Duke professor wins Grawemeyer award

LOUISVILLE, Ky. — A North Carolina scholar has won the 2007 Louisville Grawemeyer Award in Religion for his memoir examining the social and spiritual effect of a killing in his hometown.

In his 2004 book, “Blood Done Sign My Name,” Timothy Tyson tells of the 1970 slaying of a black man in Oxford, N.C. The two white men charged in the case were acquitted, provoking riots and social upheaval.

Mr. Tyson, who was 10 years old at the time, also recounted how the events affected him personally, including the forced resignation of his father, a progressive white Methodist minister, from his pastorate.

“This book explores issues of sin, redemption, conscience and human decency,” said Susan Garrett, a Louisville Presbyterian Theological Seminary professor who directs the religion award. “Tyson reminds us that changes in race relations have not come about peacefully or quickly, and he challenges us to see how much remains to be done.”

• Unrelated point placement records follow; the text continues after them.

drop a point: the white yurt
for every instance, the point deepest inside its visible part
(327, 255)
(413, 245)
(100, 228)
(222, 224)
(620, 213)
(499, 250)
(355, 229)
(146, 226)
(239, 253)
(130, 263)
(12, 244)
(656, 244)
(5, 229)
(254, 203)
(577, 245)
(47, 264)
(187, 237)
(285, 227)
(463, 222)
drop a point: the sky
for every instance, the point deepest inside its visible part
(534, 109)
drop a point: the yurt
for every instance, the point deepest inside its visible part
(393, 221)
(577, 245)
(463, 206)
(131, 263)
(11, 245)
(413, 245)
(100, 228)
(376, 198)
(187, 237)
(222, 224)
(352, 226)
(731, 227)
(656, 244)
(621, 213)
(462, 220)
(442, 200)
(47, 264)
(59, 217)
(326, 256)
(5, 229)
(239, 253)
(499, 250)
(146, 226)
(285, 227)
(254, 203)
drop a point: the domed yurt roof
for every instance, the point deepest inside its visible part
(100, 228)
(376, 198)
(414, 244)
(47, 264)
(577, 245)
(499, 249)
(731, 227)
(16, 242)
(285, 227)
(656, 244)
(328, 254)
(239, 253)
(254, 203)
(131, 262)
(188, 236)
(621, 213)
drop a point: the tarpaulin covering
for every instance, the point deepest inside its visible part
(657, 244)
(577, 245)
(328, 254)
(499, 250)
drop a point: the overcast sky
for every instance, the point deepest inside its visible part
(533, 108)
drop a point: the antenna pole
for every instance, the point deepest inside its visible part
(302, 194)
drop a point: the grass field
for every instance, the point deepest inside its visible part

Mr. Tyson, a senior scholar of documentary studies at Duke University, also has taught at Duke’s Divinity School and history department and is an adjunct professor of American studies at the University of North Carolina.

His work was selected from among 57 nominations from six countries.

The Grawemeyer Foundation at the University of Louisville awards $1 million each year — $200,000 each for works in music composition, education, ideas improving world order, religion and psychology. The religion award is given by the university and the Louisville Presbyterian Theological Seminary.

Awards founder Charles Grawemeyer, an industrialist, entrepreneur and University of Louisville graduate, wanted to reward powerful ideas or creative works in the sciences, arts and humanities.